# NAB - employee share purchase plan



## Ken (26 July 2007)

I work at the NAB.

They have introduced a share purchase plan which allows employees to pick up $1500 worth of nab shares through salary sacrfice.

This is going to be a regular thing, where every 1/4 the NAB may allow this to happen.


The share purchase plan will allow Nab employees to pick up shares at a 5% discount to the market value. 

The shares will be held in a treasury account. 

Roughly around 40 shares I guess is $1500 worth.

I dont know how this will effect the NAB share price, but it may increase the companies lending capacity shares in a treasurey.  Will mean they can lend the stock out etc.

From all reports the NAB. I am participating. Long term savings plan really. Better than adding to super because you can touch it before 65.


----------



## theasxgorilla (27 July 2007)

I used to work at Hewlett Packard and they had a similar thing, only it was a 15% discount every 6 months.  The catch was that you couldn't sell your shares for 3 weeks after they'd been allocated.  But the other upside was that there were 3 formulas they used to calculate the purchase price, and they always took the lowest of the 3.

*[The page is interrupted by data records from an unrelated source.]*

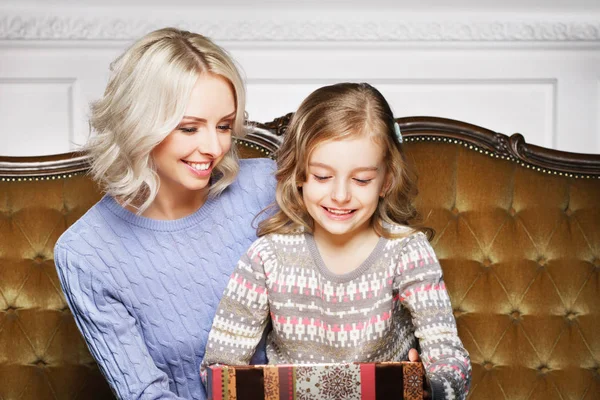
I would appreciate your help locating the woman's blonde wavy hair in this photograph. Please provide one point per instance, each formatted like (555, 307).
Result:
(338, 112)
(144, 101)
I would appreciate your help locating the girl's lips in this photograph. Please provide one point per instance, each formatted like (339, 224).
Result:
(201, 173)
(339, 216)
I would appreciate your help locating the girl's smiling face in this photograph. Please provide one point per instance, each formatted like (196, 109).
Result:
(345, 179)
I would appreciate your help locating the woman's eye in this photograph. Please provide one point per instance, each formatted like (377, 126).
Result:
(188, 129)
(321, 178)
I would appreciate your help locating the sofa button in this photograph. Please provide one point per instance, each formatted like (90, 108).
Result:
(515, 315)
(488, 365)
(571, 315)
(543, 369)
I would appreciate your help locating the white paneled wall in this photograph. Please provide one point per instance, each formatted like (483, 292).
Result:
(536, 74)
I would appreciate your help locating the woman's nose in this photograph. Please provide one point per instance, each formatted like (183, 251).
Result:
(209, 143)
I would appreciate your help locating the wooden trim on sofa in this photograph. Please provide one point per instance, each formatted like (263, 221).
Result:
(267, 137)
(512, 147)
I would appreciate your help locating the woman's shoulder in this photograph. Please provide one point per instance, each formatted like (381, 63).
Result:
(257, 169)
(86, 231)
(256, 179)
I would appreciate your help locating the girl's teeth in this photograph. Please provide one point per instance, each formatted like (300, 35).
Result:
(339, 212)
(199, 166)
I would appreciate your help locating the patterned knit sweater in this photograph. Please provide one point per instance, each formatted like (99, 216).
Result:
(396, 299)
(144, 292)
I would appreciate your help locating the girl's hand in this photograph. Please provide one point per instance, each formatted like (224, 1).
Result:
(413, 356)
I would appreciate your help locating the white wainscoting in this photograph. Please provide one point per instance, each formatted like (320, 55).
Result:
(538, 76)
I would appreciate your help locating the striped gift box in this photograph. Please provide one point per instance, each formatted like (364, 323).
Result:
(372, 381)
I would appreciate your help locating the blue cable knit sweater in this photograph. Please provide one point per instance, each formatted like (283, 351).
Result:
(144, 292)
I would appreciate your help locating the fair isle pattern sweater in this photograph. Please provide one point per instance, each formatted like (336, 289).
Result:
(396, 299)
(144, 292)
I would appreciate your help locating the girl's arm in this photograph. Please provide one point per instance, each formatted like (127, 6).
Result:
(243, 312)
(109, 330)
(422, 291)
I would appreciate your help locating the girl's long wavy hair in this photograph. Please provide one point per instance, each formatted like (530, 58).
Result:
(338, 112)
(144, 101)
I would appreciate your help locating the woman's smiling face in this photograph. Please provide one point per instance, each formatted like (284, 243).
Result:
(185, 159)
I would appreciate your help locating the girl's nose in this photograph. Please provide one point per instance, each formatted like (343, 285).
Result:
(340, 192)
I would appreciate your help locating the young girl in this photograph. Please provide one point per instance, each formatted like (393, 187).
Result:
(338, 270)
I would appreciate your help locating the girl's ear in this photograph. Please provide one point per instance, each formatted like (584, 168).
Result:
(386, 185)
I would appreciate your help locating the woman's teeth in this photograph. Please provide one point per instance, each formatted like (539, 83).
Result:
(338, 212)
(199, 166)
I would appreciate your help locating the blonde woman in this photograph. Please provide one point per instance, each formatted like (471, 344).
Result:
(143, 270)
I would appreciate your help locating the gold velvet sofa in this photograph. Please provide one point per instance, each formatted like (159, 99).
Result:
(518, 237)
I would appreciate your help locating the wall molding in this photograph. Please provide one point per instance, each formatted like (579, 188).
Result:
(29, 26)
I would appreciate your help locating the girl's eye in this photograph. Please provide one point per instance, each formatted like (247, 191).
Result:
(188, 129)
(226, 127)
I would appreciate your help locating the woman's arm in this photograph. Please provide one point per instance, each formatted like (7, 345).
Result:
(109, 330)
(423, 292)
(243, 312)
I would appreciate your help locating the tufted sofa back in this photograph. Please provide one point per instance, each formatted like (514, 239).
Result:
(517, 233)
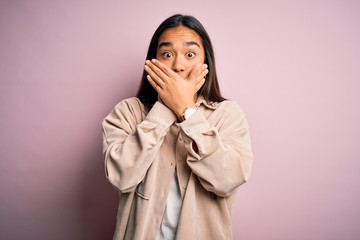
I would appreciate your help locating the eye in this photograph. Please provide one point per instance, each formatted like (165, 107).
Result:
(167, 55)
(190, 54)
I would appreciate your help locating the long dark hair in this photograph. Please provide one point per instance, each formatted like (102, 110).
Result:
(210, 90)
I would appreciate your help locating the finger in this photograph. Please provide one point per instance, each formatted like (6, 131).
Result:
(199, 84)
(153, 83)
(156, 70)
(202, 75)
(165, 69)
(154, 77)
(198, 71)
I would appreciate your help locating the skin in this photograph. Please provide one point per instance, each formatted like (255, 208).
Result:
(178, 72)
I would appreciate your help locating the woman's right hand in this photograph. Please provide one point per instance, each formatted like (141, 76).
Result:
(176, 92)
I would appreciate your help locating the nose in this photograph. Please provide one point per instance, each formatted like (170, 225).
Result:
(178, 64)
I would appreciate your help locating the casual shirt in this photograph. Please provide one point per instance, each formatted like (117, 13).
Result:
(210, 153)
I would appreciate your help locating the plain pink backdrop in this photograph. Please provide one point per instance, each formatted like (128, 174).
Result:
(292, 65)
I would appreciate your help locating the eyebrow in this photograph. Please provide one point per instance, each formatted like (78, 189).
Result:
(169, 44)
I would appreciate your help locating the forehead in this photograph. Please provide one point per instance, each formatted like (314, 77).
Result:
(180, 34)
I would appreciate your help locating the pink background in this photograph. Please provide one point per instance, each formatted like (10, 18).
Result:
(292, 65)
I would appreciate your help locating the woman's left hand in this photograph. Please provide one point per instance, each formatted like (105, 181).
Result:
(176, 92)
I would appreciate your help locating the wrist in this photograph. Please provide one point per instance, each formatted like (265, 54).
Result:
(186, 114)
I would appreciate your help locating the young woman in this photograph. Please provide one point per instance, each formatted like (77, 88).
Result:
(178, 151)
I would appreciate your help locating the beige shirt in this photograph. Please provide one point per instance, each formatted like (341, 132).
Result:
(142, 151)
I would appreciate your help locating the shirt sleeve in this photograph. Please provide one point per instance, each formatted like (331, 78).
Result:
(219, 155)
(132, 140)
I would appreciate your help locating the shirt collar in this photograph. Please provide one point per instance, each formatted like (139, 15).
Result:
(208, 104)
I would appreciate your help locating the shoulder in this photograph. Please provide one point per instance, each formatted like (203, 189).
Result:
(132, 104)
(231, 107)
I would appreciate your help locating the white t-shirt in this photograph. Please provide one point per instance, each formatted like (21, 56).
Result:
(172, 212)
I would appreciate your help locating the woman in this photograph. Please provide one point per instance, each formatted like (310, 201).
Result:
(178, 151)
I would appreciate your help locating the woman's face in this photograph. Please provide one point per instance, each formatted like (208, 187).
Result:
(180, 48)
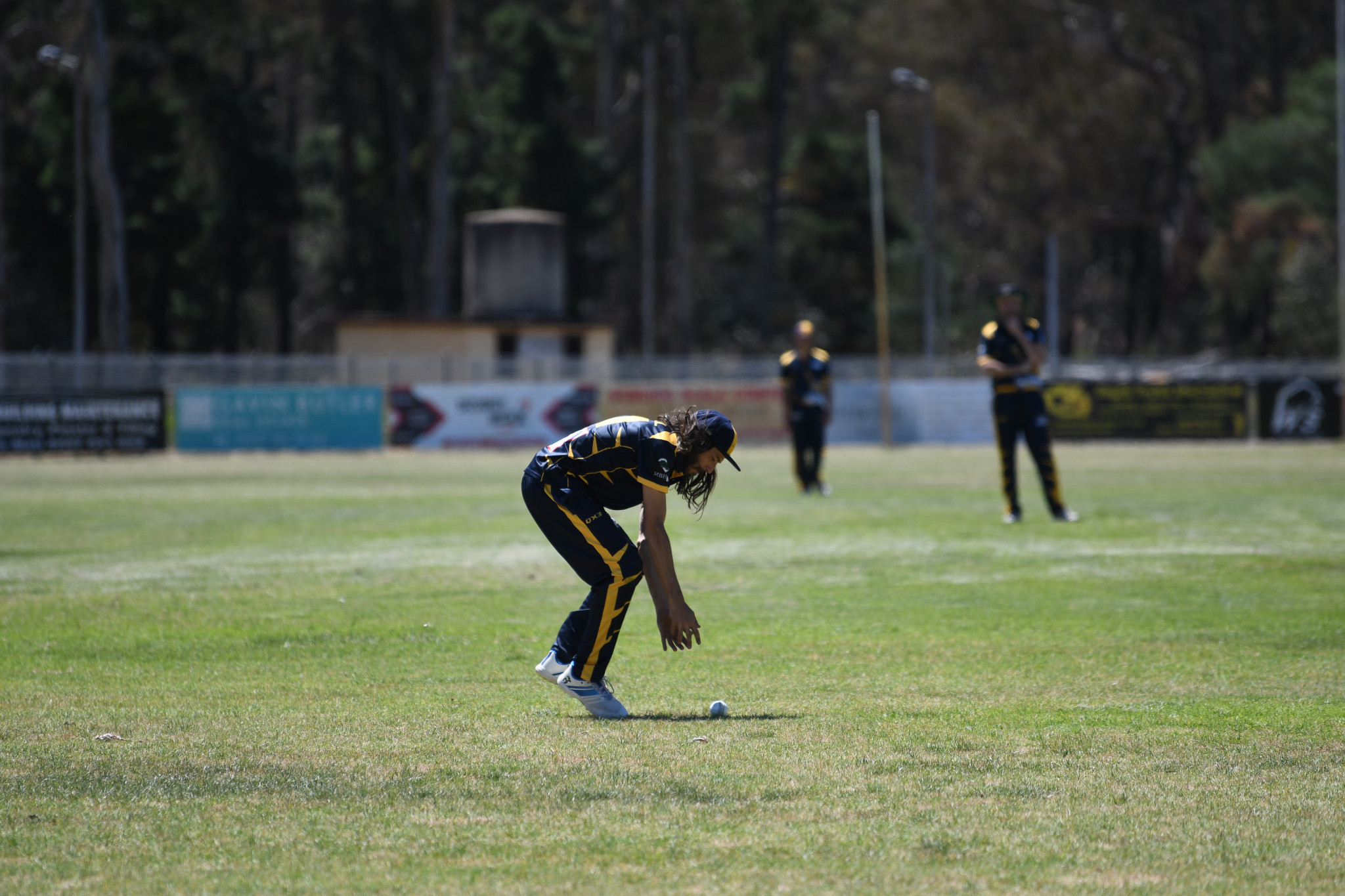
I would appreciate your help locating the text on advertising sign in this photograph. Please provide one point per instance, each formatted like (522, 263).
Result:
(131, 422)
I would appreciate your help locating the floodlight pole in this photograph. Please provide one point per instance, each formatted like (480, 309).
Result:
(880, 280)
(1340, 194)
(1052, 303)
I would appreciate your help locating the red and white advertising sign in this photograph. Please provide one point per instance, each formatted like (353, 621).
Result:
(451, 414)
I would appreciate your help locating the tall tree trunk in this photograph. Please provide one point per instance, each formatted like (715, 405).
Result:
(351, 292)
(5, 292)
(407, 217)
(283, 259)
(611, 68)
(114, 293)
(649, 194)
(607, 64)
(81, 237)
(237, 230)
(776, 86)
(681, 268)
(439, 251)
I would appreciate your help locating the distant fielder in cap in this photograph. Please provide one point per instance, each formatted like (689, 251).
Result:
(806, 387)
(618, 464)
(1011, 352)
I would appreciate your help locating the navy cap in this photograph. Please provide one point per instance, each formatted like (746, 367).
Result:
(721, 435)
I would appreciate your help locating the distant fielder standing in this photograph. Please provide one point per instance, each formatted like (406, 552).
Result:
(618, 464)
(806, 387)
(1012, 352)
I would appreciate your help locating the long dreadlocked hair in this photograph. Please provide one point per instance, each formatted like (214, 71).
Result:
(693, 437)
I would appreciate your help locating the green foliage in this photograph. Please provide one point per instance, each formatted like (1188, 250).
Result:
(1293, 154)
(231, 133)
(1271, 187)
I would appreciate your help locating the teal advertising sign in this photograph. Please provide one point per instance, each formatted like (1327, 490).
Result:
(295, 418)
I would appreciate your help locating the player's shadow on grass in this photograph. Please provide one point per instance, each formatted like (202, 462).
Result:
(677, 716)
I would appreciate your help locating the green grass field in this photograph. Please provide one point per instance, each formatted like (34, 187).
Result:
(322, 672)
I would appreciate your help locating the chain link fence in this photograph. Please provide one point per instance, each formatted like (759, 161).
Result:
(69, 373)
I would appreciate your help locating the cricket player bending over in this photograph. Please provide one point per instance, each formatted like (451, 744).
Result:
(613, 465)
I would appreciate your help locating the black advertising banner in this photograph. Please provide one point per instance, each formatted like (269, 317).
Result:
(124, 422)
(1146, 410)
(1300, 409)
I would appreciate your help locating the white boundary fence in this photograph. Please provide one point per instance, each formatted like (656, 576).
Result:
(62, 372)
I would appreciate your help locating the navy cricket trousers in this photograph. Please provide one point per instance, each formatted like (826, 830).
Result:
(600, 553)
(1025, 413)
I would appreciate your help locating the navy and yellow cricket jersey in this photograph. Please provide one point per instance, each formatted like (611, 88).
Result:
(615, 458)
(998, 344)
(806, 378)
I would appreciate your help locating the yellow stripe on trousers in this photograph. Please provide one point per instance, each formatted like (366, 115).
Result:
(613, 563)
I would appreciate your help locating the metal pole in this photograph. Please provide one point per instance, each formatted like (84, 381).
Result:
(1052, 304)
(648, 219)
(1340, 190)
(880, 280)
(930, 272)
(81, 230)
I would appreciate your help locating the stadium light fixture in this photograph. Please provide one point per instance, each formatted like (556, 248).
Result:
(54, 55)
(908, 79)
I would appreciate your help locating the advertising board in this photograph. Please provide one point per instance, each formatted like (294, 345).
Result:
(1146, 410)
(1300, 409)
(443, 416)
(110, 422)
(298, 418)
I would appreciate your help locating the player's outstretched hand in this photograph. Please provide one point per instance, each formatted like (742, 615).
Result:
(678, 626)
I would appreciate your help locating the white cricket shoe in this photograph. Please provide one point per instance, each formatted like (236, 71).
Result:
(595, 695)
(550, 668)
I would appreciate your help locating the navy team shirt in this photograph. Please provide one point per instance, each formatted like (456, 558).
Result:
(998, 344)
(615, 459)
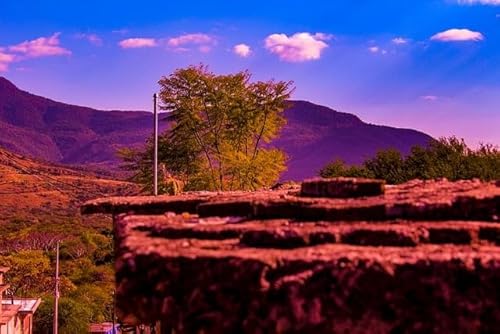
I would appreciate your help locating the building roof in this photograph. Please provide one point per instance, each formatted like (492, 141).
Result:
(26, 305)
(8, 312)
(105, 327)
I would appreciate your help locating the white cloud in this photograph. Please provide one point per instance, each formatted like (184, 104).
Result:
(458, 35)
(203, 42)
(5, 60)
(91, 38)
(429, 97)
(40, 47)
(134, 43)
(299, 47)
(480, 2)
(242, 50)
(400, 40)
(377, 49)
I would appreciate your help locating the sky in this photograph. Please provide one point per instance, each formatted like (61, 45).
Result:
(431, 65)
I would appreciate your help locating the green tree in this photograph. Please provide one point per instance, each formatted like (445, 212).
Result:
(28, 274)
(338, 168)
(447, 158)
(387, 165)
(221, 128)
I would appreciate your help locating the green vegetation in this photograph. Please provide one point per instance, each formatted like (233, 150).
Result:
(219, 135)
(447, 158)
(86, 277)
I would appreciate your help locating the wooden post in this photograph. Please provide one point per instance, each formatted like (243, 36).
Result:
(155, 135)
(56, 294)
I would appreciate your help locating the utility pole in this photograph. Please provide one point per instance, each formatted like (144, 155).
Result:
(155, 135)
(56, 294)
(114, 316)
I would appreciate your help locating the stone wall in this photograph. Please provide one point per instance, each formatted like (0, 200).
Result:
(349, 256)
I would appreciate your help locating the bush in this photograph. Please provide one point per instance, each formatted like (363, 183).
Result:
(447, 158)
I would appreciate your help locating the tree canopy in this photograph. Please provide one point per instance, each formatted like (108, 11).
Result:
(447, 158)
(220, 131)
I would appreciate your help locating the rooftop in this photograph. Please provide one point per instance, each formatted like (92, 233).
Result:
(26, 305)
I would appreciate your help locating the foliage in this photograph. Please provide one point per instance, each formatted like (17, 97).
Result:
(28, 272)
(447, 158)
(221, 127)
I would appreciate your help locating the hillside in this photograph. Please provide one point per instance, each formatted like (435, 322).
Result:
(31, 189)
(38, 127)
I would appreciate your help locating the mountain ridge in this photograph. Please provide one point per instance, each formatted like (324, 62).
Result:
(59, 132)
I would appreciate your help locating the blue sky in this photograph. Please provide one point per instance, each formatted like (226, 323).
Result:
(432, 65)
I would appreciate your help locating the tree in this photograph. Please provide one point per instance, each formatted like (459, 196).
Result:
(387, 165)
(28, 273)
(338, 168)
(220, 132)
(447, 158)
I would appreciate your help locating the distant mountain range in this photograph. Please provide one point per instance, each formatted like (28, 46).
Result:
(66, 134)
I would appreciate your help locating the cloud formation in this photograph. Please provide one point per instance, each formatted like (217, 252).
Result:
(400, 40)
(242, 50)
(134, 43)
(203, 42)
(91, 38)
(429, 97)
(458, 35)
(40, 47)
(480, 2)
(5, 60)
(377, 49)
(299, 47)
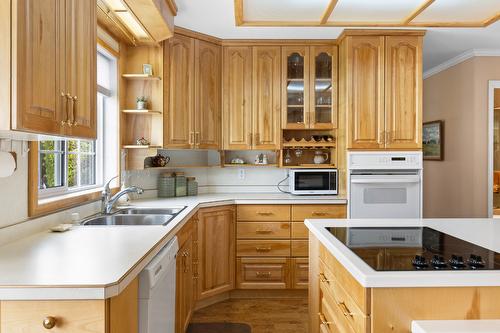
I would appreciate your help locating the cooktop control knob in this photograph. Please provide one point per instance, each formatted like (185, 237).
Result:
(457, 262)
(438, 262)
(419, 262)
(475, 262)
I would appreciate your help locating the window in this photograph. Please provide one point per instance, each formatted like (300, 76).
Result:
(75, 167)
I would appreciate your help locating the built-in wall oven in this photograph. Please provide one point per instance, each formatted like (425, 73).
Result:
(385, 184)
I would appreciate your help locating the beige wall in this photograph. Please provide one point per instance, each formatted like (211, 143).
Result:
(457, 186)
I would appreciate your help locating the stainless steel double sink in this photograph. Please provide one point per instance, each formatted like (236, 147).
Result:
(135, 216)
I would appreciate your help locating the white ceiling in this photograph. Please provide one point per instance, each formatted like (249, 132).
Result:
(216, 18)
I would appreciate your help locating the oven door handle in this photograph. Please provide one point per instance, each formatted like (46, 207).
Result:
(386, 181)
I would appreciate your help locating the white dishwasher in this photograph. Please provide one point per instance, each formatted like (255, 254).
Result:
(157, 292)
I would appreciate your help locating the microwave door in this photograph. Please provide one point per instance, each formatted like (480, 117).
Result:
(385, 196)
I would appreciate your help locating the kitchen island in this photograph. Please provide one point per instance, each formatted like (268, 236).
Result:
(365, 276)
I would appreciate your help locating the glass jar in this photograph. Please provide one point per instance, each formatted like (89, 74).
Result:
(192, 186)
(180, 184)
(166, 185)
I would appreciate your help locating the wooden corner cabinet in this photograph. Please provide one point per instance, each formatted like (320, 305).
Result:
(309, 93)
(382, 92)
(52, 58)
(192, 95)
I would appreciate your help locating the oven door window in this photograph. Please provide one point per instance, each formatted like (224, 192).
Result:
(312, 181)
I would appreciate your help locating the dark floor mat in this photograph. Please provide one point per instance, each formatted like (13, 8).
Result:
(218, 328)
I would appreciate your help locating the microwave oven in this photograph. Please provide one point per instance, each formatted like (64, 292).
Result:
(313, 181)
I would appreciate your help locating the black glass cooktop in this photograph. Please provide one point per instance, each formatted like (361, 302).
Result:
(413, 248)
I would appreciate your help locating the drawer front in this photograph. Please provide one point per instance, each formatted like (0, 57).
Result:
(299, 230)
(263, 230)
(262, 273)
(263, 248)
(300, 273)
(300, 248)
(357, 292)
(358, 320)
(302, 212)
(69, 316)
(333, 314)
(264, 213)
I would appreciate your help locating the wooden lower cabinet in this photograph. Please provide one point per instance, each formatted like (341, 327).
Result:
(118, 314)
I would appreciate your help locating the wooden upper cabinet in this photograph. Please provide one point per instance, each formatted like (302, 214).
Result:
(365, 92)
(266, 97)
(216, 251)
(207, 95)
(82, 68)
(323, 89)
(237, 98)
(403, 92)
(41, 94)
(295, 90)
(55, 67)
(180, 116)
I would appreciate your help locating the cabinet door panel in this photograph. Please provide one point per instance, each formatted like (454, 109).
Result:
(403, 92)
(81, 68)
(216, 254)
(365, 85)
(237, 107)
(266, 97)
(40, 66)
(207, 95)
(180, 130)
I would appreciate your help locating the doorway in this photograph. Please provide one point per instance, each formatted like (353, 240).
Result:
(494, 149)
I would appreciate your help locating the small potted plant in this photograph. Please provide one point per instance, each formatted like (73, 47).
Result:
(141, 102)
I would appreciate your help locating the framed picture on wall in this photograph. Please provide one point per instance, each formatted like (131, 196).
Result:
(432, 140)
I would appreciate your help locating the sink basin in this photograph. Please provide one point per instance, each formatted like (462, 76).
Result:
(120, 219)
(149, 211)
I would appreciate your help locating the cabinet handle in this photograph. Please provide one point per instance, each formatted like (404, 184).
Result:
(345, 310)
(262, 249)
(322, 319)
(264, 213)
(49, 322)
(323, 278)
(75, 99)
(263, 275)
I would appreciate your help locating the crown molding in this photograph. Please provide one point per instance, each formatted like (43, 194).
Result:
(461, 58)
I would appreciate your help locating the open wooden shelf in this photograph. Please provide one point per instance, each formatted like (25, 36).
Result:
(141, 146)
(136, 111)
(140, 77)
(235, 165)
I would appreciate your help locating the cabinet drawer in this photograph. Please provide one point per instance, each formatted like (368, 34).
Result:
(264, 213)
(357, 292)
(69, 316)
(300, 273)
(299, 230)
(302, 212)
(263, 230)
(358, 320)
(263, 248)
(300, 248)
(262, 273)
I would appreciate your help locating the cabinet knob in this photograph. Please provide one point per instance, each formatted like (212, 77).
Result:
(49, 322)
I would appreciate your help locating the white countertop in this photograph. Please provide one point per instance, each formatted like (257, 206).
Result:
(482, 232)
(96, 262)
(455, 326)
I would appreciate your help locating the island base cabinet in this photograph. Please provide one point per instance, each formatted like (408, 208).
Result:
(115, 315)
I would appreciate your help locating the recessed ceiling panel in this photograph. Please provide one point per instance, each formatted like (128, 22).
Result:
(452, 11)
(284, 10)
(379, 11)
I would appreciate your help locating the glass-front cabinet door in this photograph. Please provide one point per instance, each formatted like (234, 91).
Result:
(296, 87)
(323, 96)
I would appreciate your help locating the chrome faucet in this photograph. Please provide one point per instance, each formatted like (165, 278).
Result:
(108, 201)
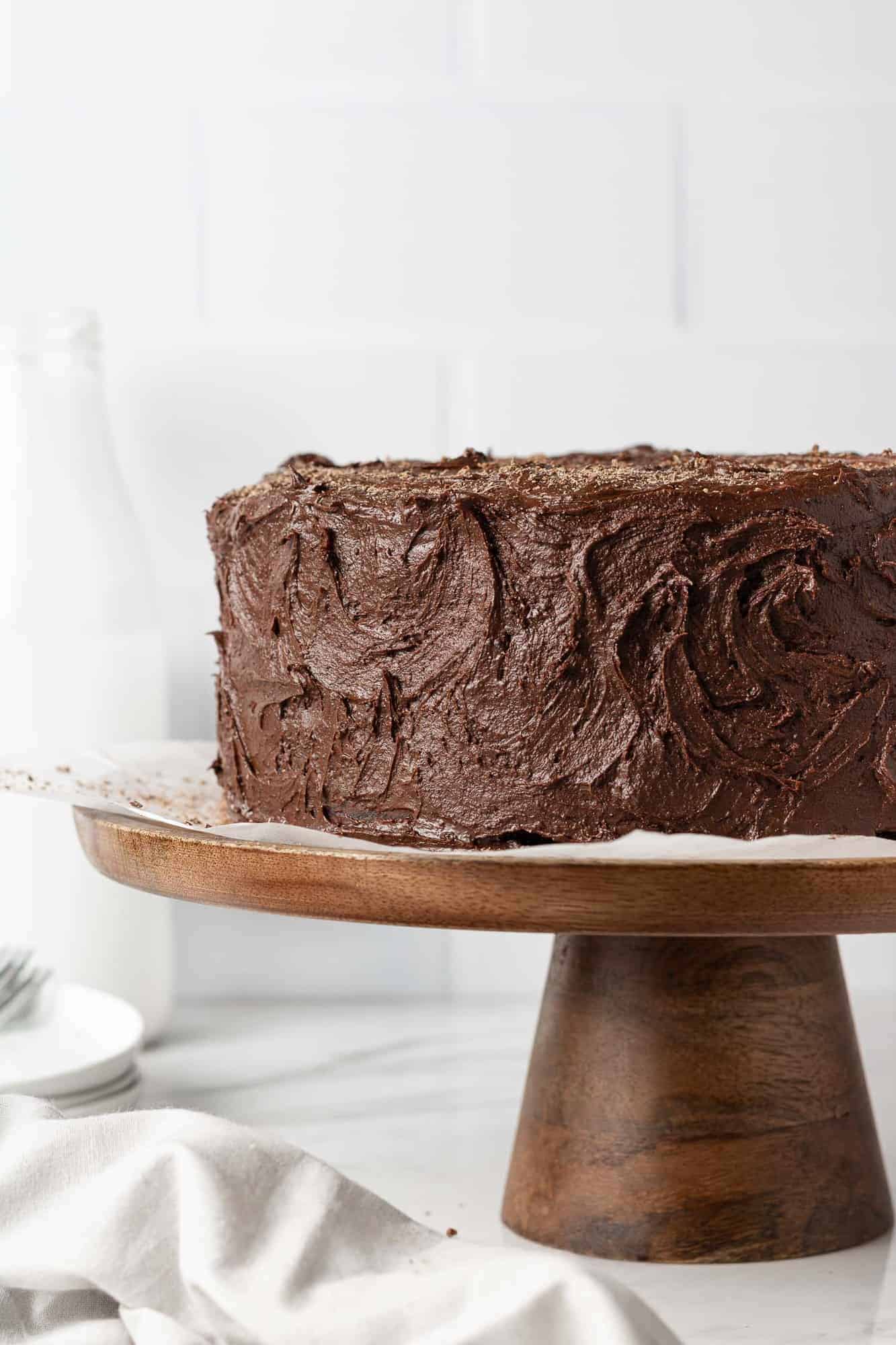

So, at the end of every 6 month period you had 3 weeks of market exposure.  And in order to erase your gains the market would have to move 15% (+ the difference between your share purchase price and the market price on the last day of the 6 months) against you in those 3 weeks.  Even during the post dotcom boom days that kind of a move in a technology blue chip like HP was not at all likely.  Plus you would have to have been unlucky enough for that event to occur during those 3 weeks.

I didn't know about technical analysis at the time but looking back at it you could possibly even apply some trend filter which determined whether you sold immediately at the end of the 3 weeks or let it ride.

In any case for me it was a no brainer, I pumped as much as I could into it every month (10% of my salary, gross).

Ironically, many other people dropped out of this plan.  You see previously HP offered a 2-for-1 deal, where by you had to conditionally hold your shares for 2 years and for every 2 shares you held you would receive 1 free share.  People obviously saw this as a 50% gain in 2 years, or 25% p.a. plus any appreciation in the shareprice while they were waiting.  And when you took that away from them and replaced it with a measily 15% discount every 6 months they thought it wasn't worth it.  I tried to explain to people on countless occasions that 15% every 6 months with 3 weeks market exposure equated to 30% p.a. for at worst 6 weeks market exposure.

I actually just applied for a job at HP in Denmark...I hope they haven't changed this plan!!!


----------



## Ken (27 July 2007)

The NAB share purchase plan is not overly beneficial really. As you can only purchase $1500 worth, but i am considering a margin loan of 1000 shares for NAB at around $38.50

As a long term hold I still reckon they are a good one.

1000 NAB shares in 5 years...


----------